Through her encounters, Mo Xiangwan begins to appreciate the ingenuity and passion actors have for their work. She overhauls her methods and decides to focus on making good projects. Amid the endless conflicts of interest and passions... who will be the ultimate winner in the battle?

== Cast ==
- Qin Lan as Mo Xiangwan
  - An assertive, resourceful and collected agent director of Qili Culture. While she is strict and ambitious, she is extremely protective and dedicated to her artists. She grows to have an understanding for her artists' work and adapts to their needs. She later sets up her own agency Qingyuan Entertainment.
- Godfrey Gao as Mo Bei
  - Lawyer of LSM Firm. An expert in Civil and Commercial Law. A morally upright person who sticks firmly to his principles. He feels guilty for Mo Xiangwan's father's imprisonment and returns to Shanghai after ten years hoping to reconcile with Mo Xiangwan.
- Wang Ziyi as Xu Ling
  - Artist of Qili Culture. He is hardworking but feels inferior to Lin Xiang as an artist and wants to prove himself. He chooses to leave for rival agency Fei Xiang Entertainment due to his feelings for Mo Xiangwan.

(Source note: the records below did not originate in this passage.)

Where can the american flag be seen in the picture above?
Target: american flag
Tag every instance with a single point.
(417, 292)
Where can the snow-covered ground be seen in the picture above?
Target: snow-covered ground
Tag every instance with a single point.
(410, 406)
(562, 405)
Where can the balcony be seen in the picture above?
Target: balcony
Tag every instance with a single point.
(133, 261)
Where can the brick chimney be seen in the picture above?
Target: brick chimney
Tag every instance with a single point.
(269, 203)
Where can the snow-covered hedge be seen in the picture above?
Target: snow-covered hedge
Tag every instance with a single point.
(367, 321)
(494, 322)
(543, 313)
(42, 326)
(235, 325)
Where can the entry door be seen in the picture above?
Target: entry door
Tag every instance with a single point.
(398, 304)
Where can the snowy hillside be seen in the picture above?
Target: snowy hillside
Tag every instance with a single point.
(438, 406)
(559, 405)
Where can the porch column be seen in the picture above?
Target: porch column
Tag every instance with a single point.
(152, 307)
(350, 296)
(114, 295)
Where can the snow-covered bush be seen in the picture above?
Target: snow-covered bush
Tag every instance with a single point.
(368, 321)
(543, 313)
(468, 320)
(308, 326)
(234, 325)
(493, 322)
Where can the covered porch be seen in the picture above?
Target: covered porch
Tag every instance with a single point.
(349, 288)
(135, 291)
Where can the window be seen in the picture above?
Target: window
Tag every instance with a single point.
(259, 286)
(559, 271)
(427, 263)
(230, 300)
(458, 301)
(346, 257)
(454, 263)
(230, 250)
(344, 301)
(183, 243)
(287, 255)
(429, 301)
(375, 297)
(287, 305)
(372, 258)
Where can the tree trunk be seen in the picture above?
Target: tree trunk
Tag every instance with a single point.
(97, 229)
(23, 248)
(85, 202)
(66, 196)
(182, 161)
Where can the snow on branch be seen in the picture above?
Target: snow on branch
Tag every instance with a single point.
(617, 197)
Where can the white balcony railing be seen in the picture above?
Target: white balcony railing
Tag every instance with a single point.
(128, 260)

- Wang Yaoqing as Yu Jiang
  - CEO of Qili Culture. Originally partners with Mo Xiangwan in starting Qili Culture, he becomes a worrisome, unscrupulous businessman as Qili Culture begins to collapse after multiple scandals.
- Kara Hui as Ruan Li Hua
  - An award-winning actress who retired from the industry. First artist managed by Mo Xiangwan. She comes out of retirement with the help of Mo Xiangwan after a financial crisis.
- Guo Xiaoting as Lin Xiang
  - Artist of Qili Culture. A temperamental woman, she is one of the most famous artists in the industry with a large fan base but spirals into depression as fame takes a toll.
- Zhang Yanyan as Zhu He
  - Ex-wife of Yu Jiang and shareholder of Qili Culture. She sees Mo Xiangwan as a threat and works with Zhudi Chen to remove her.
- Li Qian as Zhudi (Judy) Chen
  - Agent of Qili Culture. She sees Mo Xiangwan as her rival and takes her place as agent director.
- Peng Bo as Hao Mai
  - Agent director of Fan Xiang Entertainment. Rival of Mo Xiangwan. Luo Feng's manager.
- Wang Zirui as Luo Feng
  - Artist of Fan Xiang Entertainment. A famous actor and Lin Xiang's ex-boyfriend.
- Zhang Xianzi as Guan Xian
  - Boss of More Beautiful Bar, Mo Xiangwan's Good friend

== Spin-off ==
Six new scenes taking place after the events of the series were released under the name We Are All Alone: Not Alone (怪你过分美丽番外) on July 8, 2020, one week after the final episode aired. The first four scenes are about the married life of Mo Xiangwan (Qin Lan) and Mo Bei (Godfrey Gao) with their son Mo Fei. Another scene features a defeated Yu Jiang (Wang Yaoqing) imagining Mo Xiangwan visiting him at his company Qili. The final scene offers an alternate ending with Mo Xiangwan and Mo Bei visiting Lin Xiang (Guo Xiaoting) in an institution.